“Embora tenha sempre reservado esse espaço do Instagram para a minha vida profissional, este momento é especial: sim, eu gosto de meninas”, escreveu Isabela Sousa a 30 de junho, mesmo a terminar o mês do orgulho LGBTI, e onde admite que passou “por altos e baixos”.
Isabela Sousa é uma atleta de bodyboard brasileira a viver em Portugal há quatro anos, no Estoril Praia desde 2018, tendo sido bicampeã da modalidade em 2012 e tetracampeã em 2016.

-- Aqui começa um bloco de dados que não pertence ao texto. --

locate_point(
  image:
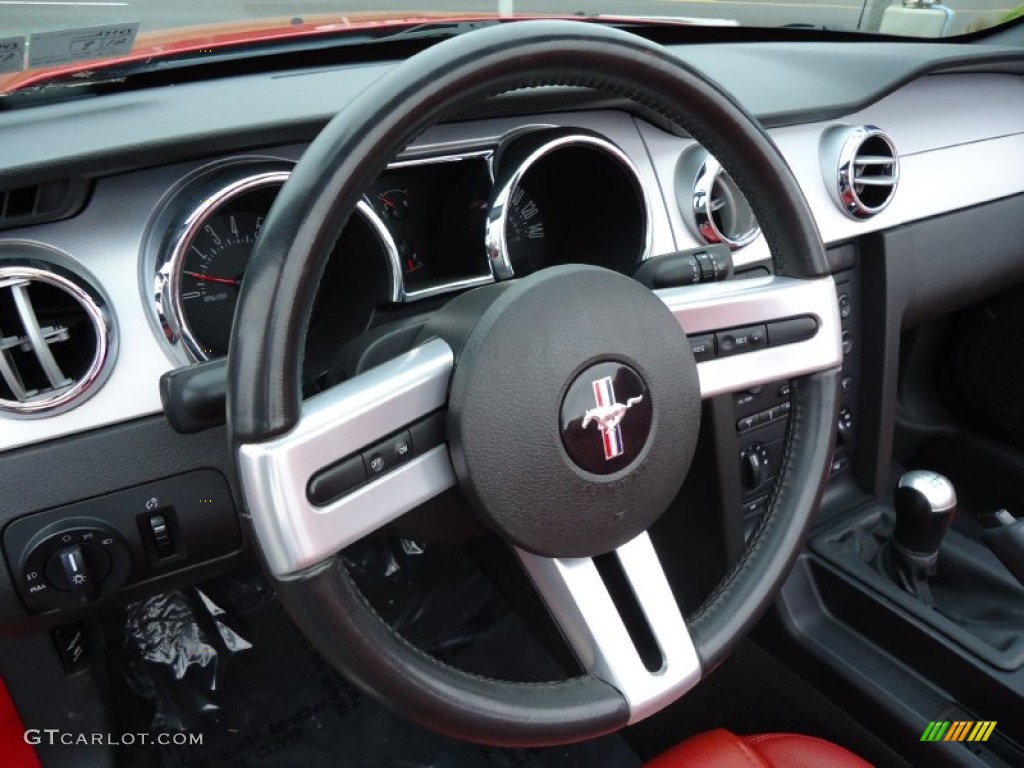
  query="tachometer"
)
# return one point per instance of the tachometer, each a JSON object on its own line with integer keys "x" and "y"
{"x": 524, "y": 232}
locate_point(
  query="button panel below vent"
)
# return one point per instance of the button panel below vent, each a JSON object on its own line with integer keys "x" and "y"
{"x": 49, "y": 201}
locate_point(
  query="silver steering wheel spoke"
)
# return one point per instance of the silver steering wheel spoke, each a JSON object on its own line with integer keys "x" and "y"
{"x": 762, "y": 302}
{"x": 340, "y": 427}
{"x": 581, "y": 604}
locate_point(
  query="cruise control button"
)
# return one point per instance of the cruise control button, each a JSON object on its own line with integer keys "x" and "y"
{"x": 704, "y": 347}
{"x": 388, "y": 454}
{"x": 748, "y": 422}
{"x": 790, "y": 331}
{"x": 337, "y": 480}
{"x": 740, "y": 340}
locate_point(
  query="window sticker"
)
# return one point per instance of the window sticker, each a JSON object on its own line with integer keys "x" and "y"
{"x": 68, "y": 46}
{"x": 11, "y": 53}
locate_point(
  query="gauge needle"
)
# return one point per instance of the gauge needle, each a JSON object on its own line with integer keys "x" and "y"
{"x": 211, "y": 279}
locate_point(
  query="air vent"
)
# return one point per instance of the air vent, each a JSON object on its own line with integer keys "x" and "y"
{"x": 711, "y": 202}
{"x": 863, "y": 169}
{"x": 38, "y": 203}
{"x": 54, "y": 340}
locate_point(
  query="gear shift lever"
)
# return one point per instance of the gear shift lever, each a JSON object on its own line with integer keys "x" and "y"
{"x": 926, "y": 505}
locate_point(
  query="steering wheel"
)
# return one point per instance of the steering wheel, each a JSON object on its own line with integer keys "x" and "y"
{"x": 513, "y": 393}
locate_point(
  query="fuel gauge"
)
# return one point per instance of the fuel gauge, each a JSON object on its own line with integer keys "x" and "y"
{"x": 393, "y": 203}
{"x": 411, "y": 261}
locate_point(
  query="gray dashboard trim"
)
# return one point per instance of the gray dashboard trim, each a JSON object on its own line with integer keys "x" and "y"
{"x": 780, "y": 83}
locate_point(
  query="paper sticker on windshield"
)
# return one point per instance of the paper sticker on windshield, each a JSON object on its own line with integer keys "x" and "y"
{"x": 11, "y": 53}
{"x": 68, "y": 46}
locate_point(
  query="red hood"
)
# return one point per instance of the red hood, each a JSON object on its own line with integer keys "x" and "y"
{"x": 169, "y": 43}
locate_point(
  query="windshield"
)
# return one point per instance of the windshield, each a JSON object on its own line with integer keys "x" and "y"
{"x": 40, "y": 37}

Desde que está com o Estoril Praia já alcançou o top 3 do circuito mundial e sagrou-se campeã do circuito europeu em 2018, sendo bicampeã no ano seguinte.

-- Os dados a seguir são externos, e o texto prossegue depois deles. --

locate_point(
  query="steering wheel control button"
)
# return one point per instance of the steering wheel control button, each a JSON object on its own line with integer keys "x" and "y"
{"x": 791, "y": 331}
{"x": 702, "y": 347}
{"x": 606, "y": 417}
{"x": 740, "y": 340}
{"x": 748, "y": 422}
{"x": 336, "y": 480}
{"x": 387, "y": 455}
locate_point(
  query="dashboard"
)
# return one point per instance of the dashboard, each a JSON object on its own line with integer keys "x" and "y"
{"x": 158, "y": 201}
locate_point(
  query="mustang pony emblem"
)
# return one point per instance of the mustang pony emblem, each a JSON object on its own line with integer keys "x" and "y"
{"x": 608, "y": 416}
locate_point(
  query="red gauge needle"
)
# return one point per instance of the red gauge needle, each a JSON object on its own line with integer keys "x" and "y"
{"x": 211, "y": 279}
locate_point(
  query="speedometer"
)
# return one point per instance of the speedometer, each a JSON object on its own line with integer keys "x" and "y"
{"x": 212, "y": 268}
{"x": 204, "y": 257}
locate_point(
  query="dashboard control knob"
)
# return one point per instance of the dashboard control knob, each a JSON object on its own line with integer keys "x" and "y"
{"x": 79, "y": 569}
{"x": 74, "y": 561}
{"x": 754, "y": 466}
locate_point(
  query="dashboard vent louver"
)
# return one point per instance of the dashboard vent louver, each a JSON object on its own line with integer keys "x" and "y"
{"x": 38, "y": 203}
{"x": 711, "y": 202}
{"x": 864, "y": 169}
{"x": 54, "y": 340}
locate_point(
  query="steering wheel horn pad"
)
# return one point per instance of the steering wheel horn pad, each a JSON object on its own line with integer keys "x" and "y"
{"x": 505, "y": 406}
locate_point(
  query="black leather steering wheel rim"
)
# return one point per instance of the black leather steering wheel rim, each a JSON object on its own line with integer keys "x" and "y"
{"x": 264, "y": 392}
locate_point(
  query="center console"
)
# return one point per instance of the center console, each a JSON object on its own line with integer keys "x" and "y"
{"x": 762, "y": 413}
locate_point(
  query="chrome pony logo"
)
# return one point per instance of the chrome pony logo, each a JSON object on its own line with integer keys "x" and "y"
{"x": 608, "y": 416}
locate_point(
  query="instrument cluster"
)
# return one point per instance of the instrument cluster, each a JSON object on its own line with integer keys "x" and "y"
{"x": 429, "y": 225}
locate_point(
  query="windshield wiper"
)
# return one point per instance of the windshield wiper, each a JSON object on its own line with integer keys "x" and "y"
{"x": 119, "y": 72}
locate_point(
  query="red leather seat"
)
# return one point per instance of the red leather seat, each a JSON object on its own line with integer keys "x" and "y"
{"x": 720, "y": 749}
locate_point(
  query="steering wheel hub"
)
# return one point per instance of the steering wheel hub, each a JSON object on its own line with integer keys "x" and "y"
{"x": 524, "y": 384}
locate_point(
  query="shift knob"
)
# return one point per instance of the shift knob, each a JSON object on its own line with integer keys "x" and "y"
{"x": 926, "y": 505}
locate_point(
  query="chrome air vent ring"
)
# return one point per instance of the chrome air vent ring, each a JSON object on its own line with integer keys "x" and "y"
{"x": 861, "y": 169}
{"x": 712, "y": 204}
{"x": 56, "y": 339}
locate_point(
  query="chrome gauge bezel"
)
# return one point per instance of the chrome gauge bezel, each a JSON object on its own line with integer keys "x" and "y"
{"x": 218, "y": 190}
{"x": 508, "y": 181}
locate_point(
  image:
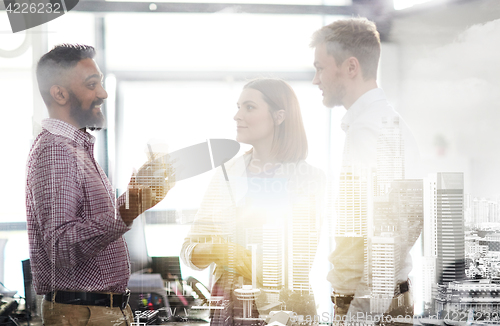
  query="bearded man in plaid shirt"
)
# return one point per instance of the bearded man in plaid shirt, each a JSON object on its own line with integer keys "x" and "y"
{"x": 79, "y": 258}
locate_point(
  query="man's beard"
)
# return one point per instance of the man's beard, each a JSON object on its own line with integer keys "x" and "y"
{"x": 86, "y": 118}
{"x": 334, "y": 98}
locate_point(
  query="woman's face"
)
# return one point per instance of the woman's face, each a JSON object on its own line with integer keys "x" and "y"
{"x": 254, "y": 123}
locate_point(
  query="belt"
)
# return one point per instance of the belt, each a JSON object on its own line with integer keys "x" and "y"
{"x": 344, "y": 299}
{"x": 90, "y": 298}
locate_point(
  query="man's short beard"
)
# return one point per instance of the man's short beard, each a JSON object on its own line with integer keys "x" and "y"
{"x": 85, "y": 118}
{"x": 336, "y": 98}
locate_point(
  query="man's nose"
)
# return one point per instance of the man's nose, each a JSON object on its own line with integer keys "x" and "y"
{"x": 102, "y": 93}
{"x": 315, "y": 80}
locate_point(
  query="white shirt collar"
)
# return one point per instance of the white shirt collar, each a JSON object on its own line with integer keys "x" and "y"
{"x": 61, "y": 128}
{"x": 362, "y": 104}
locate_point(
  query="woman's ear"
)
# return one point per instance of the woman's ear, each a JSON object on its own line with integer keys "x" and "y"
{"x": 279, "y": 117}
{"x": 59, "y": 94}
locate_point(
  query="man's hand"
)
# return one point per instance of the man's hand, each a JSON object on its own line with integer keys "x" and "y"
{"x": 158, "y": 175}
{"x": 133, "y": 206}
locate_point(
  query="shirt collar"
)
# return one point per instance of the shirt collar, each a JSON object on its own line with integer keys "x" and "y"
{"x": 362, "y": 104}
{"x": 64, "y": 129}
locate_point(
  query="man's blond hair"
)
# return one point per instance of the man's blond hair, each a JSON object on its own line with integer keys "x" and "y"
{"x": 354, "y": 37}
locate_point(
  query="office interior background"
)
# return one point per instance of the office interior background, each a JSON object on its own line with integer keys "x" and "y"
{"x": 174, "y": 71}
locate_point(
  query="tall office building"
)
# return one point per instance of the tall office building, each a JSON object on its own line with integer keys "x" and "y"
{"x": 390, "y": 156}
{"x": 450, "y": 260}
{"x": 429, "y": 237}
{"x": 385, "y": 267}
{"x": 302, "y": 239}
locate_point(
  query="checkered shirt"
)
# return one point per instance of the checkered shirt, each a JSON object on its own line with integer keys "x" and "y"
{"x": 74, "y": 227}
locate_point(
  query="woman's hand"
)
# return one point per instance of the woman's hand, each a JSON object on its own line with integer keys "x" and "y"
{"x": 227, "y": 255}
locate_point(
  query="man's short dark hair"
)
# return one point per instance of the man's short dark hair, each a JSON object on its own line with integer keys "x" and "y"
{"x": 357, "y": 37}
{"x": 53, "y": 65}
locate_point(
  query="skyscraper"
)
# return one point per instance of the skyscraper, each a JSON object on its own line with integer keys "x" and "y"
{"x": 450, "y": 262}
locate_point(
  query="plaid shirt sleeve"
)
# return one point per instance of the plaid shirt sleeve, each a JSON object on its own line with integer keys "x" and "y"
{"x": 71, "y": 234}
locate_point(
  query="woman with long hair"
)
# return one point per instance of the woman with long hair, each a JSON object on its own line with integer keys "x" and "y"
{"x": 260, "y": 219}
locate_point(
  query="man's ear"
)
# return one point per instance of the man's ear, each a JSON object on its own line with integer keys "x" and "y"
{"x": 353, "y": 67}
{"x": 59, "y": 94}
{"x": 279, "y": 117}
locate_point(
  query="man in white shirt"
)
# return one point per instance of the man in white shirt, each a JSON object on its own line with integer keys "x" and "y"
{"x": 378, "y": 151}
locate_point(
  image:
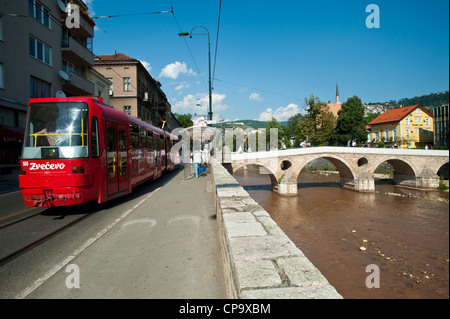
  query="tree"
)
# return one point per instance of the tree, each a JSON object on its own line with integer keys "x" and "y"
{"x": 184, "y": 119}
{"x": 318, "y": 125}
{"x": 292, "y": 131}
{"x": 350, "y": 122}
{"x": 273, "y": 123}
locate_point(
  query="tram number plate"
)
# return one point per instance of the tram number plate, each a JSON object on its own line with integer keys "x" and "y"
{"x": 50, "y": 152}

Em entrevista à agência Lusa, Isabela Sousa explicou que nunca escondeu das pessoas mais próximas, família e amigos, “este assunto muito pessoal, muito íntimo” que, por essa mesma razão, entendia que não tinha lugar na sua página profissional na rede social.
Na vida pessoal “toda a gente sabia”, mas enquanto atleta foi vivendo “situações de preconceito”, fosse por parte de outros atletas ou por parte de marcas e patrocínios, o que a levou a amadurecer a ideia no decorrer do mês do orgulho LGBTI, em junho, de fazer o ‘coming out’ na sua rede social.
“Não diz respeito a ninguém o que eu faço, mas o facto de eu ter passado por algumas coisas achei importante assumir-me, mas mais para normalizar isso porque apesar de não dizer respeito a ninguém, ainda é preciso”, contou.
Para Isabela Sousa, a sua homossexualidade “é um facto” da sua vida, mas que não define a sua vida, e espera que a sua atitude possa “ajudar algumas pessoas que estão a passar pelo processo”.
As reações foram mais positivas do que negativas: “Teve gente que me começou a seguir justamente nesse dia e teve gente que deixou de me seguir”.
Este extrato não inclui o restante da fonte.